A typical engine performs the following tasks:
Search engines store information about millions of web-pages. Few engines, such as Google, store entire or part of the search page [called caching], while others, like AltaVista, store every word. The pages are retrieved by a Web crawler [or spider]. Page contents are then analyzed for determining how to index. Indexing allows information to be instantly found.
When a user enters a query by typing keywords, the engine examines its index so that best-matching web pages can be listed. At present, there are no public engines that can search documents according to date. To refine a search, engines use “Boolean operators”, which are AND, OR and NOT. There are also natural language queries which allow the user to ask a question as one would ask to a human.

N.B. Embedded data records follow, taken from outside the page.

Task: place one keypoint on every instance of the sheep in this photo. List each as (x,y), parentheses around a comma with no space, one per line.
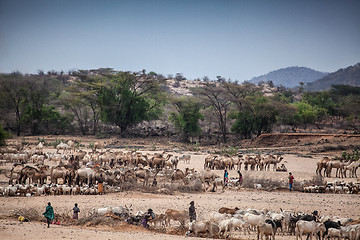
(334,233)
(225,225)
(240,224)
(253,219)
(308,227)
(186,158)
(216,217)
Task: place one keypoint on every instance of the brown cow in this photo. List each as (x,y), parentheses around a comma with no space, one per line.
(176,215)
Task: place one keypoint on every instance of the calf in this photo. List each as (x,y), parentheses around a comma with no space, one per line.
(175,215)
(202,227)
(228,210)
(308,227)
(268,228)
(334,233)
(253,219)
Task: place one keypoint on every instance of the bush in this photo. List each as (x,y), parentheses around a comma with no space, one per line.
(3,136)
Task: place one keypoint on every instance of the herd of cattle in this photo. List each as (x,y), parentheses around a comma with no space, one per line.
(72,171)
(230,222)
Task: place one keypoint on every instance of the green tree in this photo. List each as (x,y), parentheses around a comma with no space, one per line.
(128,98)
(13,91)
(308,114)
(186,117)
(259,117)
(216,97)
(3,136)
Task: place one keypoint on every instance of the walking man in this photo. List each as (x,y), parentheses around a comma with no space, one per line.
(49,214)
(76,211)
(192,211)
(291,181)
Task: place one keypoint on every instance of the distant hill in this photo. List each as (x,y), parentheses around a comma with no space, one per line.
(290,77)
(348,76)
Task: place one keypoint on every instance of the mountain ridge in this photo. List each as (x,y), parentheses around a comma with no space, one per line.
(290,76)
(344,76)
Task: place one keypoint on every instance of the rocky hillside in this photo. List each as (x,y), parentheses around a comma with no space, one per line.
(347,76)
(290,77)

Relevance of results is a major factor in determining an engine’s performance. There are millions of pages which share a particular word; some of them may also be more relevant and credible than the others. Most engines use methods to rank the results so that more appropriate results are listed first. The techniques which these engines employ in listing results vary from engine to engine. Such techniques also change with time as new technology arrives.
Google, at present enjoys the lion’s share by capturing approximately 83% of the search engine market in May 2011. Yahoo follows the trail and holds a 6.5% market share as at the same date. Baidu, Bing, Ask and AOL come next with their respective shares of 5%, 4%, 0.52% and 0.36%. Google’s worldwide market share was at apex in April 2010, when the Google engine had gained 86.3% share.